Wednesday, October 28, 2009

Reflecting back.....

I write this from a completely different place in my life than a couple of years ago. A lot has happened in those years and as a result I wish to write about my journey and how it has changed my life.

A year ago, I was ready to walk out on my family and never see them again, or worse, I had thoughts about driving myself and my kids into a tree while in the car and never having to live another day in my life. Why......well, in reflection, because I felt so overwhelmed by everything going on in my life at that time that I couldnt handle another second of it. I was depressed, suffering from anxiety and deeply deeply unhappy with my life. From the outside looking in, I guess I appeared to have the perfect life, a loving husband, nice home, 2 beautiful children, I just couldnt see any of that. All I could focus on was the constant whining of my 2 children, living in a house I hated and hating myself. Anyone who has suffered from depression, knows how overwhelming the feelings of helplessness and loss are. I put on a brave face to the outside world, but inside I was slowly dying and I felt like I had to walk away from my family so they wouldnt die with me, at least thats how I felt at the time.

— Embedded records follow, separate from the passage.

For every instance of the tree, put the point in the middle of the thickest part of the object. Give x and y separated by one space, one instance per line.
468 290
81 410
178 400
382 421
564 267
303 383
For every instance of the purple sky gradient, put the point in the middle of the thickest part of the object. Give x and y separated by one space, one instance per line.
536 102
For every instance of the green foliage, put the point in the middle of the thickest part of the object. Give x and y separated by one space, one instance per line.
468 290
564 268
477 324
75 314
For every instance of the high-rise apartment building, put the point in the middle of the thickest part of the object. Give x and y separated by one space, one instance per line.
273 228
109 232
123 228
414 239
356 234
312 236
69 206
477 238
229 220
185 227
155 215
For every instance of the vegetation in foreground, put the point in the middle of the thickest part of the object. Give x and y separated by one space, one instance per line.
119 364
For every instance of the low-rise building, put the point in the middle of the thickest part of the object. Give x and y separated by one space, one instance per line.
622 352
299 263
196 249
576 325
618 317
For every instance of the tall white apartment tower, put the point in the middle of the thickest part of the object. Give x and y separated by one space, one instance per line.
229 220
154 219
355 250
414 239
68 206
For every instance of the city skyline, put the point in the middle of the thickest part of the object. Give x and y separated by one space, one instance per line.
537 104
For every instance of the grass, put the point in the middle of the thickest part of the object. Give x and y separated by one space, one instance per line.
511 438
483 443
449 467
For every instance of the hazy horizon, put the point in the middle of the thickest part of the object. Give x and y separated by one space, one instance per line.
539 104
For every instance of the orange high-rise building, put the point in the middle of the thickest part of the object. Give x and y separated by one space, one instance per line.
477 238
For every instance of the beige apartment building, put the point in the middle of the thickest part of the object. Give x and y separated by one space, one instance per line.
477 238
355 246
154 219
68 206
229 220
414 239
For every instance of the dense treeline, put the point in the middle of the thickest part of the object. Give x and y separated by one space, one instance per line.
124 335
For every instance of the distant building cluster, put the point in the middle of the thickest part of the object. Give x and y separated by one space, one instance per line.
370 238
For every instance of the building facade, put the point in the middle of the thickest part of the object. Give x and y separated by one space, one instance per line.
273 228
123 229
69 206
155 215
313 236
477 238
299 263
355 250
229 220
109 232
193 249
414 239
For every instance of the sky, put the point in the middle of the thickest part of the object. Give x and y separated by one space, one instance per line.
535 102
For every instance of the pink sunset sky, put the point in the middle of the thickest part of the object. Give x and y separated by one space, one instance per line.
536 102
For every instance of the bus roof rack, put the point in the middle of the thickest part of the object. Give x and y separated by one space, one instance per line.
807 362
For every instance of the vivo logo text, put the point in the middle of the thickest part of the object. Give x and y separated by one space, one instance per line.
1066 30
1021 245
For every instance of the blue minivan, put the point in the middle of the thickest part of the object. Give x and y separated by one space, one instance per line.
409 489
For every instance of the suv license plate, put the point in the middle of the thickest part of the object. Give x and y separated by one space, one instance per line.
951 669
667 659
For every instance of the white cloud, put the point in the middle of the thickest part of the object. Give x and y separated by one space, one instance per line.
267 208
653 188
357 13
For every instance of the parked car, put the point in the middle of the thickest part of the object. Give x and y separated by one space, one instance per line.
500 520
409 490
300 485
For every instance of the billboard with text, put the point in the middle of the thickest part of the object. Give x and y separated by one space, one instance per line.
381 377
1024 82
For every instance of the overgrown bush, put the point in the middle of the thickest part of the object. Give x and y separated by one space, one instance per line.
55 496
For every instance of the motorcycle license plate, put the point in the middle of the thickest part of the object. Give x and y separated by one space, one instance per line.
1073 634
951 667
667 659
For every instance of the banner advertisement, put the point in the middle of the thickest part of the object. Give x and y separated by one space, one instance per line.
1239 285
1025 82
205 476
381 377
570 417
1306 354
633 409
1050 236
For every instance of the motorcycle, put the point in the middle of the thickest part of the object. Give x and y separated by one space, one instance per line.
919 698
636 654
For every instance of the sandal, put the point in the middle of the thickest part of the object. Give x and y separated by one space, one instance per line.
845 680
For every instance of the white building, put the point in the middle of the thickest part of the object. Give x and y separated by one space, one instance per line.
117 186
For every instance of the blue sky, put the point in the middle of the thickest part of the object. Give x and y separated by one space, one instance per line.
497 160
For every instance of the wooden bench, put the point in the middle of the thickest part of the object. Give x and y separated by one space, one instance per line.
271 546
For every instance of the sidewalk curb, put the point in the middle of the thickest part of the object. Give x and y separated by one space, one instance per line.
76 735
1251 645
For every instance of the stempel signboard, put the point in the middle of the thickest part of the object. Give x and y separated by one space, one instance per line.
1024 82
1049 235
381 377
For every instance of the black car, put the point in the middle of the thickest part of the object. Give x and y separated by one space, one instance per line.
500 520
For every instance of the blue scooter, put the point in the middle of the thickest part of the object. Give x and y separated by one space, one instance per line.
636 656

Since having my children (first 2005, second 2008) I have never been the same person. You naturally change to accomodate your children who become the most important thing in the world to you. This changes you and I certainly wasnt prepared for the enormity of this change and how it would impact on me. I struggled with this and knew that I wasnt handling things the way I should be, so I sought help from various avenues, ie. social workers, counsellers, psychologists and hypnotherapists. Sadly, none of these options really worked for me, they helped at the time, but nothing was long lasting. I declined to take anti-depressants that my GP suggested I might want to look at as I didnt want a quick fix for this, I wanted to find the answers to why I was feeling the way I was and how to overcome it without adding a cocktail of chemicals to my body. Thankfully I did and her name is Terri Bowman. I wish to use this blog to tell my story of how I overcame depression and the fantastic NEW technology that Terri has created to heal our body and minds through the subconscious and superconscious and how we can manifest a fantastic reality for ourselves.